Prerequisites

  • prometheus package installed
  • prometheus-alertmanager package installed
  • node-exporter deployed on target device: this alert is using the node-exporter in order to use node_filesystem_avail_bytes metrics.

Create an Alerting Rule in Prometheus

PromQL expression to detect missing mountpoints

Make sure to test your query on /explore tab.

You can use metric node_filesystem_avail_bytes to detect specific mountpoint (e.g. /mnt/data) on specific instance (e.g vm-name:9100):

node_filesystem_avail_bytes{instance="vm-name:9100",mountpoint="/mnt/data"}

⚠ Any missing mountpoints for an instance might be due to default regexp value of the argument --collector.filesystem.ignored-mount-points="^/(dev|proc|run|sys|mnt|media|var/lib/docker/.+)($|/)", so you might just remove the path you need in regexp value

If you need to detect missing metric, you can use vector absent()

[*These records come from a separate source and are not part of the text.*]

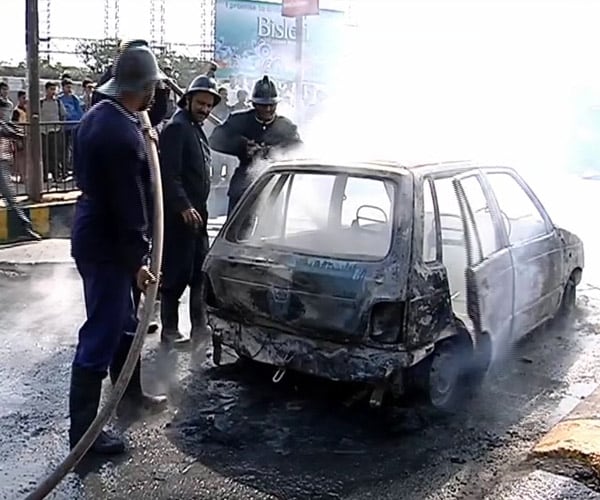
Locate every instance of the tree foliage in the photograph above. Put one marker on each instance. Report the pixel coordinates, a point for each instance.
(47, 71)
(97, 55)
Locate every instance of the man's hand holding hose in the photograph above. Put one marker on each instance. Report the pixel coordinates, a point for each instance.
(192, 218)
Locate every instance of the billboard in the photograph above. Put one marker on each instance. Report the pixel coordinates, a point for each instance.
(253, 38)
(295, 8)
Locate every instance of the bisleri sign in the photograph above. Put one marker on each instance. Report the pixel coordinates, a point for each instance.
(297, 8)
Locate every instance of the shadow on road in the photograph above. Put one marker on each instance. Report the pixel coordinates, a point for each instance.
(299, 438)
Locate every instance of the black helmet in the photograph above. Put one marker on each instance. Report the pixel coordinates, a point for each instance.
(134, 69)
(202, 83)
(265, 92)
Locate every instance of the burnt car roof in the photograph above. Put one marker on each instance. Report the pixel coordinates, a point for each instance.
(418, 168)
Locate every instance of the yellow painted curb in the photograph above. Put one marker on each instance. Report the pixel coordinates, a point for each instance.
(3, 225)
(577, 439)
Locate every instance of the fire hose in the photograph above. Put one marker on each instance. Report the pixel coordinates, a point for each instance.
(87, 440)
(103, 416)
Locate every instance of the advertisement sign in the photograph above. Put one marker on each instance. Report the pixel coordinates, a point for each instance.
(253, 39)
(296, 8)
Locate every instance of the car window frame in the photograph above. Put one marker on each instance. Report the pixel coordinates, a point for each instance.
(342, 174)
(428, 180)
(550, 227)
(499, 228)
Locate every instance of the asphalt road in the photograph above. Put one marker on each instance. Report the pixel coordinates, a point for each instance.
(229, 432)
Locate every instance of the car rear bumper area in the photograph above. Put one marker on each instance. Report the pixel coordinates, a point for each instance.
(339, 362)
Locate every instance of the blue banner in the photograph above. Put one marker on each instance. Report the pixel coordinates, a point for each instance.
(253, 38)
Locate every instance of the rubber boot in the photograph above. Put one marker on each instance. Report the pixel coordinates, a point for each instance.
(84, 398)
(154, 322)
(134, 392)
(198, 317)
(169, 317)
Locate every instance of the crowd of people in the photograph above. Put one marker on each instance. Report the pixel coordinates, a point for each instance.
(111, 234)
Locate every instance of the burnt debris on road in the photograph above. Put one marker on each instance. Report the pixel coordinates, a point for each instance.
(230, 433)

⚠ vector absent() cannot be used for multiple instances promQL regexp (or at least not the way you are expected). So instead of

absent(node_filesystem_avail_bytes{instance~="vm-name:9100|vm-name2:9100",mountpoint="/mnt/data"})

you’ll need to use or operator

absent(node_filesystem_avail_bytes{instance="vm-name:9100",mountpoint="/mnt/data"}) or absent(node_filesystem_avail_bytes{instance="vm-name2:9100",mountpoint="/mnt/data"})

Alert rule

When your expression is ready, you can define an alert rule in a new file e.g. /etc/prometheus/alert_rules.yml:

groups:
  - name: filesystem_alerts
    rules:
      - alert: MountPointMissing
        expr: absent(node_filesystem_avail_bytes{instance="vm-name:9100",mountpoint="/mnt/data"})
        for: 5m
        labels:
          severity: critical
        annotations:
          summary: "Mount point /mnt/data"
          description: "The mount point /mnt/data is not available on {{ $labels.instance }} for more than 5 minutes."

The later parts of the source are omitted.